Updates to work with r338358.

@eraman Please can you take a look at rL338358 - this shows how to use getTargetConstantBitsFromNode to avoid a lot of extra checks you need from using getTargetConstantFromNode directly

I have updated the code to make use of this. I had to extend getTargetConstantBitsFromNode to support build vector of ConstantFPSDNodes. PTAL.

RKSimon added inline comments.Aug 3 2018, 3:36 AM
lib/Target/X86/X86ISelLowering.cpp
36937 ↗(On Diff #158802)

unsigned - only use auto when the type is very obvious

36965 ↗(On Diff #158802)

Do we have test coverage for ignoring the undefs?

36970 ↗(On Diff #158802)
for (unsigned I = 0, E = EltBits.size(); I < E; I++)
36980 ↗(On Diff #158802)

Why did you create the lambda? Why not just inline Negate?

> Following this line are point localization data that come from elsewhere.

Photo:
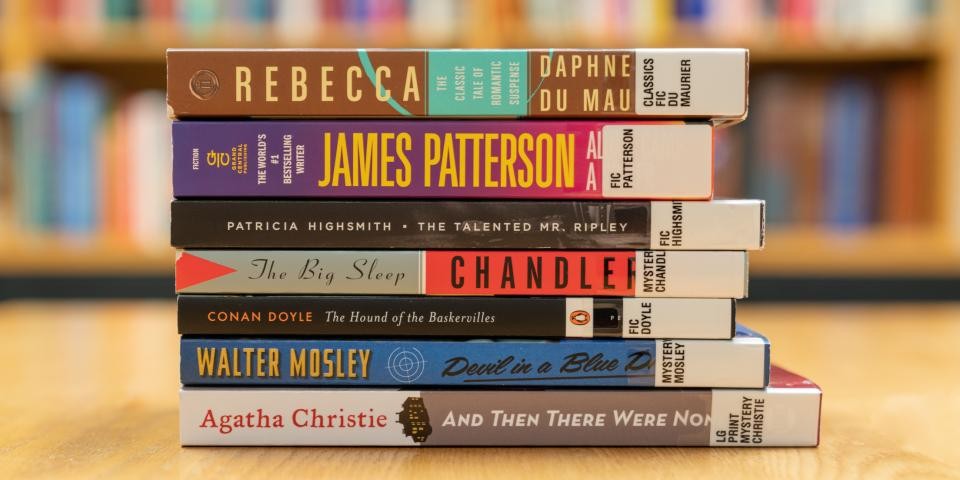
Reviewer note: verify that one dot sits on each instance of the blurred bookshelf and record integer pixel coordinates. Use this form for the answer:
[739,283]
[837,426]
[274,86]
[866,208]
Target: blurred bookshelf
[850,139]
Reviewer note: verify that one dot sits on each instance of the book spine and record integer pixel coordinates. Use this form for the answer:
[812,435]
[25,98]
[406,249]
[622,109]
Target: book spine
[490,317]
[742,362]
[696,83]
[444,159]
[679,225]
[623,273]
[314,416]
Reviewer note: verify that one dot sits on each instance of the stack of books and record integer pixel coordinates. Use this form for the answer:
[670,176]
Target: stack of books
[481,279]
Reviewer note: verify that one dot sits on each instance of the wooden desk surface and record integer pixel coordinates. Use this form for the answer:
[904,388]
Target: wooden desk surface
[90,390]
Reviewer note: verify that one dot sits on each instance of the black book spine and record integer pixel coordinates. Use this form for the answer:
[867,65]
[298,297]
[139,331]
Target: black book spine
[264,224]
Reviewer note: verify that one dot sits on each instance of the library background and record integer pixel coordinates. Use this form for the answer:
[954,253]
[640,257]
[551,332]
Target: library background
[851,143]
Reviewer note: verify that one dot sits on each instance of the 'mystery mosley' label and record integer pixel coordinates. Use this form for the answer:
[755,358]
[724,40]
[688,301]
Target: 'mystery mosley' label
[740,362]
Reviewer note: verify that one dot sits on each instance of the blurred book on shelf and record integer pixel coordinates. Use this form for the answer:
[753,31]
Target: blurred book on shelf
[845,151]
[87,163]
[825,22]
[848,142]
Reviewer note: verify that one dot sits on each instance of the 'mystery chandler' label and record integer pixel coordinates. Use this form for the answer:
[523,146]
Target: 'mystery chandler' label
[642,273]
[443,159]
[740,362]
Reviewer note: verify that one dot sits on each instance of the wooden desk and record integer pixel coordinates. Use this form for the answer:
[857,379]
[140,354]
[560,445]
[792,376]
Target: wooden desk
[90,390]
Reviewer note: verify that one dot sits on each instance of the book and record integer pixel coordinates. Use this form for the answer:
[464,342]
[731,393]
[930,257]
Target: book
[849,154]
[678,225]
[80,106]
[785,414]
[490,317]
[741,362]
[622,273]
[691,83]
[443,159]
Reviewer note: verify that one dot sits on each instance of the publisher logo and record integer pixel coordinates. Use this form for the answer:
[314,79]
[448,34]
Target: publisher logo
[579,317]
[204,84]
[406,364]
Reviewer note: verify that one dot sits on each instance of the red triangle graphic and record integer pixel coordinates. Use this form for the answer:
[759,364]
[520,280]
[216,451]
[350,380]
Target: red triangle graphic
[192,270]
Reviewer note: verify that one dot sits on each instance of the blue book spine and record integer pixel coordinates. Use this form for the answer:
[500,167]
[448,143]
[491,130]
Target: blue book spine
[742,362]
[79,114]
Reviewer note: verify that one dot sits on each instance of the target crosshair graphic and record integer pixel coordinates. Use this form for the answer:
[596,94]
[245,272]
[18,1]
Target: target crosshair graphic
[406,364]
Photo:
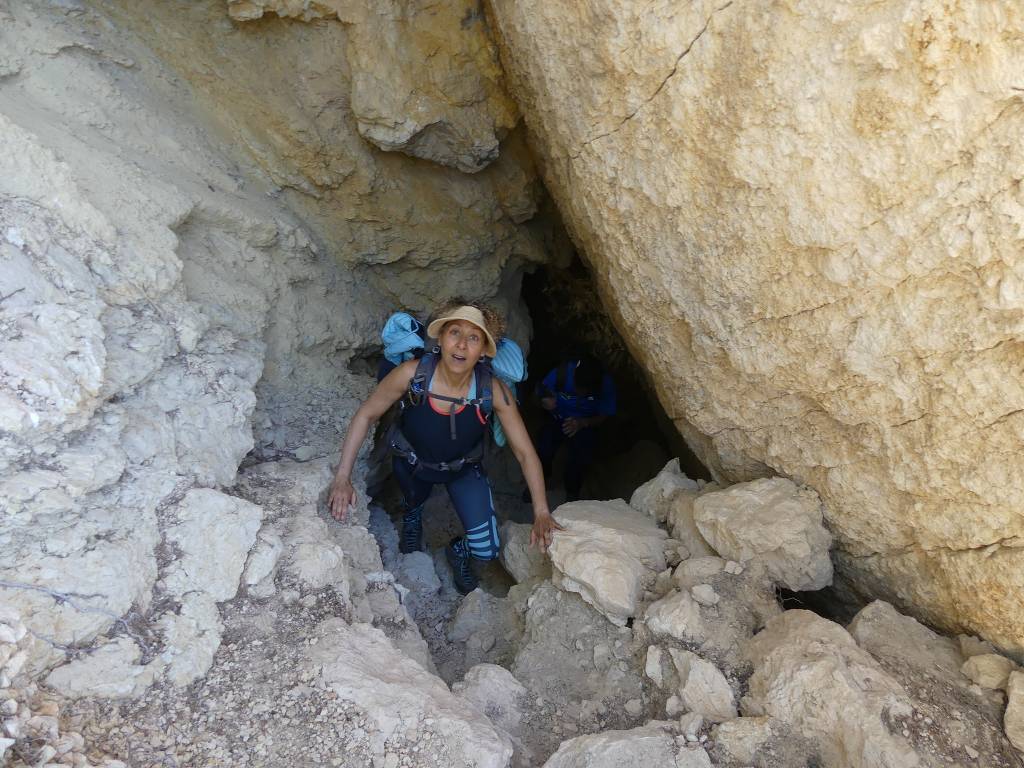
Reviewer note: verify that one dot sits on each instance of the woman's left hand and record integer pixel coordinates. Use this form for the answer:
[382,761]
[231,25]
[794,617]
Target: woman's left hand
[543,531]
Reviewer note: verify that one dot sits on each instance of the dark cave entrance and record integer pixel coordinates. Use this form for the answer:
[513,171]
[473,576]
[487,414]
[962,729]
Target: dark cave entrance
[569,322]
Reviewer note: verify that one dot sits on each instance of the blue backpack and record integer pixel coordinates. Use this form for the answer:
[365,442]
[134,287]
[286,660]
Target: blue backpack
[404,338]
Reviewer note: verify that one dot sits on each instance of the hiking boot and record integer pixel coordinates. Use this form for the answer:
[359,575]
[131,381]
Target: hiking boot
[412,531]
[461,561]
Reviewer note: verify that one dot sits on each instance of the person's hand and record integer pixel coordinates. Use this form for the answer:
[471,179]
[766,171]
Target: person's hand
[571,426]
[543,530]
[342,497]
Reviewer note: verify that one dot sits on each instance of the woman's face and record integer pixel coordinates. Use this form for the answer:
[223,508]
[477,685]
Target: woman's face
[462,345]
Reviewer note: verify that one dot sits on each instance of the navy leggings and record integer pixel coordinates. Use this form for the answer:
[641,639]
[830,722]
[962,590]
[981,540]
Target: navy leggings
[470,494]
[581,454]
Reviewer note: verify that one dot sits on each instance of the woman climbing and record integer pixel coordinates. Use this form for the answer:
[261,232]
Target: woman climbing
[446,399]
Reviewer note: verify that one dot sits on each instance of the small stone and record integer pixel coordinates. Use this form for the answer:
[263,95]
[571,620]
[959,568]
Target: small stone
[674,707]
[690,725]
[705,594]
[988,670]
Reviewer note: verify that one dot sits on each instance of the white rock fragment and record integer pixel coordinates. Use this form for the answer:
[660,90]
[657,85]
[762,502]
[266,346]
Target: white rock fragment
[677,614]
[361,666]
[654,497]
[518,558]
[214,532]
[808,672]
[774,520]
[416,570]
[702,688]
[263,559]
[1013,720]
[109,672]
[705,594]
[902,641]
[192,637]
[989,670]
[652,666]
[649,745]
[605,554]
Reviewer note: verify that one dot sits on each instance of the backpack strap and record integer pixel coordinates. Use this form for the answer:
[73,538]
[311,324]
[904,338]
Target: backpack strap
[419,384]
[561,377]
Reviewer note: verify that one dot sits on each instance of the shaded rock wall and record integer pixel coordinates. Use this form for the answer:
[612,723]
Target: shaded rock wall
[196,245]
[806,218]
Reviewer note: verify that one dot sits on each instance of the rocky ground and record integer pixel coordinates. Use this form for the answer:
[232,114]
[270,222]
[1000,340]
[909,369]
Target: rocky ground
[652,636]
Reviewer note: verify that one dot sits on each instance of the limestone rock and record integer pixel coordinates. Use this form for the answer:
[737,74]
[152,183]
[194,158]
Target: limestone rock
[973,646]
[774,520]
[808,672]
[314,558]
[190,638]
[1013,721]
[556,657]
[826,324]
[677,614]
[493,690]
[452,109]
[194,255]
[263,559]
[655,497]
[901,642]
[702,688]
[481,611]
[682,525]
[761,741]
[416,571]
[605,554]
[360,666]
[650,745]
[214,532]
[989,670]
[518,558]
[110,672]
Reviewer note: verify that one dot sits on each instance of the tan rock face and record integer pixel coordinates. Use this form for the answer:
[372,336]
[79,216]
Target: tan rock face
[426,79]
[809,231]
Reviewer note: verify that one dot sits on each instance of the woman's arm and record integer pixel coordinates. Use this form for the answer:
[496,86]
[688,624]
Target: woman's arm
[391,388]
[522,446]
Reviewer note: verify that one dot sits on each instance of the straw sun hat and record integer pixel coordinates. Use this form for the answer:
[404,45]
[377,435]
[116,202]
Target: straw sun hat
[471,314]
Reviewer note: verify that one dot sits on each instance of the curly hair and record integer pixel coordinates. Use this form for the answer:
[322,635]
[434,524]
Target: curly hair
[494,322]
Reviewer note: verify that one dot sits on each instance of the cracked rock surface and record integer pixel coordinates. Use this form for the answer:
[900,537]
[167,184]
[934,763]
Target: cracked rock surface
[846,185]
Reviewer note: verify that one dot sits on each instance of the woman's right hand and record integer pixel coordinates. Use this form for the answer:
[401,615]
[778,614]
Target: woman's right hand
[342,497]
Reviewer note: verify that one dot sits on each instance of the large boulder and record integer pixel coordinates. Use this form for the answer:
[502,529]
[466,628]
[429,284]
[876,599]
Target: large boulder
[844,184]
[1013,721]
[774,521]
[651,744]
[361,666]
[900,642]
[808,672]
[519,559]
[213,532]
[606,554]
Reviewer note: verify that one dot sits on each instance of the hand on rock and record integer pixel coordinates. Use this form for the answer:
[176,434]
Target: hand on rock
[342,497]
[544,528]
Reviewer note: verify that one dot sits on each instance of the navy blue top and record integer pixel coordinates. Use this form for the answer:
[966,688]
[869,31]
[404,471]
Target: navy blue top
[428,429]
[570,406]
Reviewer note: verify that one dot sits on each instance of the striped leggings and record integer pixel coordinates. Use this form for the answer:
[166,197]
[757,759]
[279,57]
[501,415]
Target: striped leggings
[470,494]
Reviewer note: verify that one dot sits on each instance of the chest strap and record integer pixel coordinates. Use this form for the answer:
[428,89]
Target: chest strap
[400,446]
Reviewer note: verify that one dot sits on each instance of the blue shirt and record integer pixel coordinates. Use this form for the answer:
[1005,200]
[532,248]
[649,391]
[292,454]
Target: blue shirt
[570,406]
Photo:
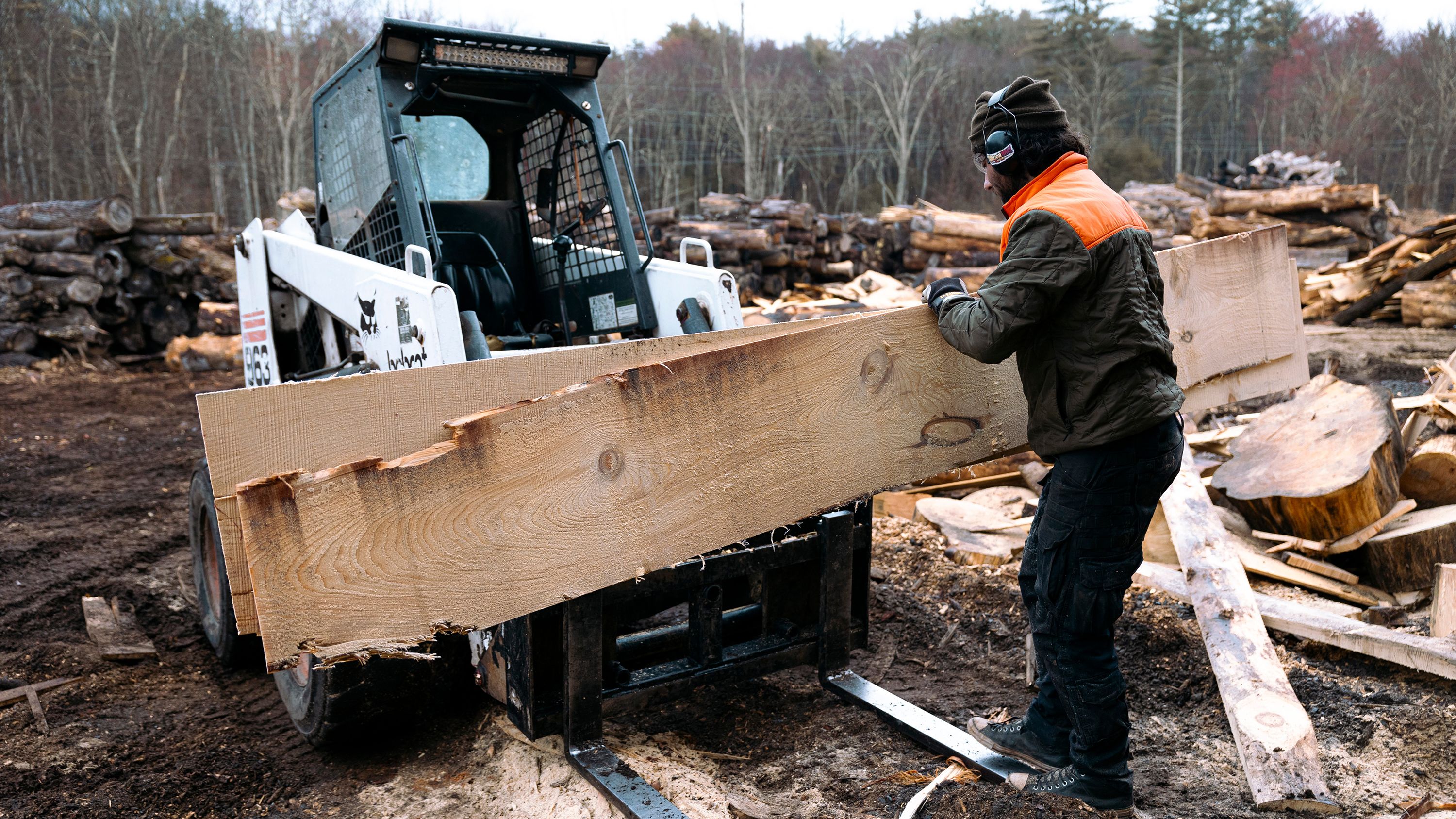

eraman marked 3 inline comments as done.Aug 3 2018, 10:24 AM
eraman added inline comments.
lib/Target/X86/X86ISelLowering.cpp
36965 ↗(On Diff #158802)

test7 of avx2-fma-fneg-combine.ll has fsub with all but one elements of the constant being undef.

36980 ↗(On Diff #158802)

Carryover from an initial version where I thought the lambda made sense.

eraman updated this revision to Diff 159040.Aug 3 2018, 10:25 AM
eraman marked an inline comment as done.

Address review comments.

RKSimon accepted this revision.Aug 6 2018, 7:10 AM

LGTM

This revision is now accepted and ready to land.Aug 6 2018, 7:10 AM
This revision was automatically updated to reflect the committed changes.